Hi Yan,
SQL should not be the cause here. It is true that Flink removes the
timestamp from a record when entering the SQL API but this timestamp is
set again before time-based operations such as OVER windows. Watermarks
are not touched. I think your issue is related to [2]. One explanation
that I could image is that a watermark has to be broadcasted to all
workers, depending on the frequency of watermark generation, a higher
parallelism also causes a higher amout of watermarks to be broadcasted.

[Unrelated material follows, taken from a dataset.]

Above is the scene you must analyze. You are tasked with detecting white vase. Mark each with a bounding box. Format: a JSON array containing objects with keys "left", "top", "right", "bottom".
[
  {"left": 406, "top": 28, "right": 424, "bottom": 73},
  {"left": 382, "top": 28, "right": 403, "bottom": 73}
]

Which Flink version are you using? Can you run your tests on the latest
Flink RC, because there where some improvements to the buffer management
that might help. I will loop in Piotr for that.
Regards,
Timo
Am 24.05.18 um 01:02 schrieb Yan Zhou [FDS Science]:
The BoundedOutOfOrdernessTimestampExtractor is assigned to datastream
after kafka consumer. The graph is like:
KafkaSource-> map2Pojo -> BoundedOutOfOrdernessTimestampExtractor ->
Table -> ......
------------------------------------------------------------------------
*From:* Yan Zhou [FDS Science] <yz...@coupang.com>
*Sent:* Wednesday, May 23, 2018 3:21:24 PM
*To:* user@flink.apache.org
*Subject:* increasing parallelism increases the end2end latency in
flink sql
Hi,
My application assigned timestamp to kafka event
with BoundedOutOfOrdernessTimestampExtractor then converted them to a
table. Finally flink SQLover-window aggregation is run against the table.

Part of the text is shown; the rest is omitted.